What is the best bandset for 12 lead ?


----------



## RealLucky (Dec 28, 2015)

Good question! I also was wondering about 9mm / 10mm / 11mm as well.


----------



## Chuck Daehler (Mar 17, 2015)

It would have to be pretty beefy to propel that ammo. I'd suggest 1 inch TBG flat bands for a trial.


----------



## Tendele (Nov 29, 2014)

I bought some 11.5mm lead balls also known as .451 for blackpowder rifles. They weigh approx 9 grams or 139 grains. I tested all sorts of setups to see which was the best as I intended to use them for hunting rabbits.

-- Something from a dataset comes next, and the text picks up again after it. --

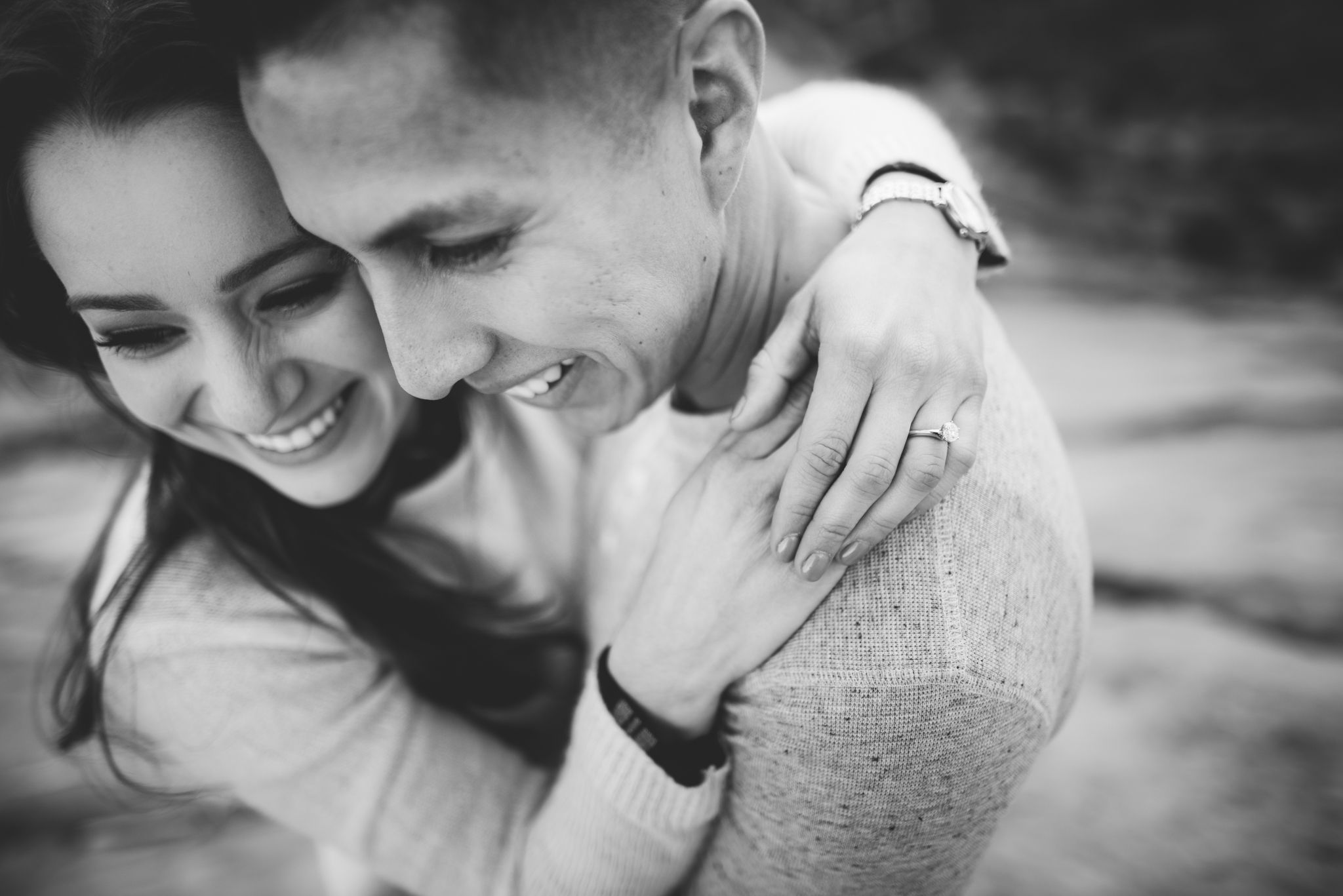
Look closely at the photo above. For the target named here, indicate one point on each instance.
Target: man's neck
(778, 231)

I have got a chrony and so my readings are all accurate. The best results I got was using double theraband gold. 26 cm long before tying, 26mm at the fork and 16mm at the pouch. My draw length is about 95cm. 
The best speed I got was 298 fps which amounts to 27.4 foot pound energy. i blast straight through rabbits with this setup.
Even rthough this is slightly smaller than 12mm I am sure this setup will work the same . My slingshot was a natural fork.
Good luck


----------



## Sinnbad11 (Jan 2, 2016)

for my 11 millimeter lead I really like 1 1/8th inch tapering to 7/8ths of an inch. My draw is 42 inches and I cut them to have a 8.5 inch active length 10 inch total length before the pouch is tied on.


----------



## Henry the Hermit (Jun 2, 2010)

Tendele said:


> I bought some 11.5mm lead balls also known as .451 for blackpowder rifles. They weigh approx 9 grams or 139 grains. I tested all sorts of setups to see which was the best as I intended to use them for hunting rabbits. I have got a chrony and so my readings are all accurate. The best results I got was using double theraband gold. 26 cm long before tying, 26mm at the fork and 16mm at the pouch. My draw length is about 95cm.
> The best speed I got was 298 fps which amounts to 27.4 foot pound energy. i blast straight through rabbits with this setup.
> Even rthough this is slightly smaller than 12mm I am sure this setup will work the same . My slingshot was a natural fork.
> Good luck


Why not apply for the SSF 300 Club?

http://slingshotforum.com/topic/21109-slingshot-forum-300-club/

You're only 2 fps short of qualifying for Speed Freaks and would be well up in the Power Rangers listings, plus you would enjoy the prestige of qualifying for Speedfreaks with the heaviest ammo yet. Please read the rules carefully.


----------



## Tendele (Nov 29, 2014)

Hi Henry
Thanks for the offer. i intend to do so. just need to get my friend to do the video and then post it .


----------